About

ABOUT SILVER LAKE RETRIEVERS

A LITTLE BIT ABOUT US


I’m living on the farm that I grew up on and in the house that my parents built when I was about 10 years old. My parents and grandparents bought this farm in 1944 during World War II. The previous owner had run a very progressive dairy but he lost the farm during the Great Depression. Dad had the barn build in 1948.

So much of life growing up on the farm involved animals. My parents had a typical farm for that day and age. They milked 12 dairy cows, had 20 beef cows, raised some pigs and had over 300 chickens. My siblings and I were expected to help with whatever we could do. Fido was the farm dog at that time and it seemed that back then, dogs didn't get people names like Maggie and Ellie, but rather Fido, Rover, and Lassie.

I bought a Golden Retriever (Rusty) when I moved on the farm in 1998. A couple of friends had golden retrievers and I thought they were so friendly. Rusty lived up to this high standard but she would not retrieve anything. In 2014, I purchased Maggie from Thunderstruck Retrievers in Lowry, MN. I had done some research and concluded that Thunderstruck raised some of the best hunting Golden Retrievers. The drive to hunt and retrieve was bred into the dogs from Thunderstruck; it was genetic. Ellie is a pup from Maggie’s first litter and is the same way. These dogs live to hunt and retrieve. They spend plenty of time outside on the farm. When these dogs see me or someone else, the first thing they do is look for something like a stick and bring it to whoever is there, hoping that I or someone else will throw it and they can retrieve. In nicer weather, I take the dogs to the cattails and do retrieval practice.

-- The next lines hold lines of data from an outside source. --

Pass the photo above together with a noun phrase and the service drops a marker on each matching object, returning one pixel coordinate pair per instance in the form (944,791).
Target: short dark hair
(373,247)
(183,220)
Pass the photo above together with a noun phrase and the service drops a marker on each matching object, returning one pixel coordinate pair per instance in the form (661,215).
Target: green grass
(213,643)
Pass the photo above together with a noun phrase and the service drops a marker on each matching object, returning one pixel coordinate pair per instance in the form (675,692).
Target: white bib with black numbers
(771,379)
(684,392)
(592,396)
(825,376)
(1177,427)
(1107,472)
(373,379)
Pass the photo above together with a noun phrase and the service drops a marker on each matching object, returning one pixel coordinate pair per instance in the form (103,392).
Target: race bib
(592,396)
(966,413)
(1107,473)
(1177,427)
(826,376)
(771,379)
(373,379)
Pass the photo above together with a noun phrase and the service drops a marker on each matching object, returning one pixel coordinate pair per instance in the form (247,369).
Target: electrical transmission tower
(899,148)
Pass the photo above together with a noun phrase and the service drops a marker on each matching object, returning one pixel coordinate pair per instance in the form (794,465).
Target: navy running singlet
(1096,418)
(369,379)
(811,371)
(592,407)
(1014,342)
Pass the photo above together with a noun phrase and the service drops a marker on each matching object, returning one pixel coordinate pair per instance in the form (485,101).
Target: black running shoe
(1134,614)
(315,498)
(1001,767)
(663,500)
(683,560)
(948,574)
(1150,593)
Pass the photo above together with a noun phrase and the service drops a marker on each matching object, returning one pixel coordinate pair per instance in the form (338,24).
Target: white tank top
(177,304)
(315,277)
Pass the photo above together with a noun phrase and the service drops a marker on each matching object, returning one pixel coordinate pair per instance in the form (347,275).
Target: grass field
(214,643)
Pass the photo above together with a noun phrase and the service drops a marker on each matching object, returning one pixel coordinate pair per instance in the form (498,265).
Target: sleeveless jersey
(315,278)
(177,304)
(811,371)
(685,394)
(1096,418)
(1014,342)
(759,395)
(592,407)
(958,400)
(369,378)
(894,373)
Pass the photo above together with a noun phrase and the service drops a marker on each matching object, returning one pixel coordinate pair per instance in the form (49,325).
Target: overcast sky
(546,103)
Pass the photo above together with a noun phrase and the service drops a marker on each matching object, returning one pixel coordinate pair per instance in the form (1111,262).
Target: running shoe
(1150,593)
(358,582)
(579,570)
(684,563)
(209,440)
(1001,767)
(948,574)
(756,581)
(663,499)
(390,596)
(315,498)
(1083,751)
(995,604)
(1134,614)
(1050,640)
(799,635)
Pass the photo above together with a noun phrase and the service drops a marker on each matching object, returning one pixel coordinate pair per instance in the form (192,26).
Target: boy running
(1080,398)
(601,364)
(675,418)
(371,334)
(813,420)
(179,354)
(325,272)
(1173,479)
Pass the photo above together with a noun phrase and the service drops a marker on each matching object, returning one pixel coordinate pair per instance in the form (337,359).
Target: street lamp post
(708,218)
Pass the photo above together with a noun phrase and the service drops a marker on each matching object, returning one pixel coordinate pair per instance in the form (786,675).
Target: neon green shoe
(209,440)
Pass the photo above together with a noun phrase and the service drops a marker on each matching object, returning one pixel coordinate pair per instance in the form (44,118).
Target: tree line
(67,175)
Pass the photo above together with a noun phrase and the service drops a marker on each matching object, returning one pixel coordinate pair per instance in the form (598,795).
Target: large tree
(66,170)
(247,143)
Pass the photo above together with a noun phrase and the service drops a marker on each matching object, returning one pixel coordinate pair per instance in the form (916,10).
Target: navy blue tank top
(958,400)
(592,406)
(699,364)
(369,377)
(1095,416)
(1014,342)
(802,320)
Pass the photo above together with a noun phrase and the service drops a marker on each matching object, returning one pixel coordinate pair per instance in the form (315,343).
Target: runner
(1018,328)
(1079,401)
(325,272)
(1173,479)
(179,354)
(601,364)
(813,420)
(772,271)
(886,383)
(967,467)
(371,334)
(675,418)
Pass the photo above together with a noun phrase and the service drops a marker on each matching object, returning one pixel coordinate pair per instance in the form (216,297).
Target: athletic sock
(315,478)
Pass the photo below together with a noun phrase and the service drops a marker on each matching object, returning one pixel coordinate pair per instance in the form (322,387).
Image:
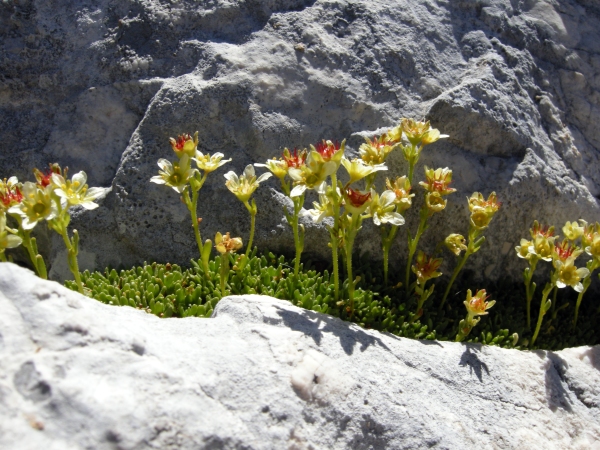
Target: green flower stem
(545,305)
(298,238)
(387,240)
(412,243)
(424,294)
(224,272)
(36,259)
(192,205)
(72,254)
(349,240)
(412,162)
(31,245)
(334,236)
(529,290)
(554,292)
(472,247)
(592,265)
(252,210)
(464,328)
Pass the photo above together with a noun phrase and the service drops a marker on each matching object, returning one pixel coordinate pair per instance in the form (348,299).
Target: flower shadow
(470,358)
(556,392)
(315,325)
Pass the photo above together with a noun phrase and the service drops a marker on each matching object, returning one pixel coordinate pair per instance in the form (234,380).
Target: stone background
(100,86)
(262,374)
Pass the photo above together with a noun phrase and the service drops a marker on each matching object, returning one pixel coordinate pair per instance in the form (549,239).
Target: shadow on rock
(309,323)
(470,358)
(556,393)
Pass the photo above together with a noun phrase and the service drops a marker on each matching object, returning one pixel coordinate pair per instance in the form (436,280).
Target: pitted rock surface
(101,87)
(263,374)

Sometimes I think about how much technology we work with today. And then, I look at these dogs and although breeding selection has been done to improve them, they still do what they always have done. They want to hunt peasants, ducks, etc., and bring back the bird that was shot all while being their owner’s best friend. These puppies will be very affectionate and good companions.

SILVER LAKE


Silver Lake (not the same Silver Lake as in Laura Ingals Wilder) is located on Highway 81 about 4 miles south of my farm as the crow flies. I farm 80 acres on the NW side of the lake. I have some of my land enrolled in the Conservation Reserve Program which makes good nesting cover and great hunting. The Lake is a wildlife refuge and every year numerous hunters ask if they can hunt geese and ducks that fly off the lake. There was a small church on the west side of the lake across the highway called the Silver Lake Church in which my family attended for years. The church closed in 2003 and was given to an Ethiopian congregation in Lincoln County.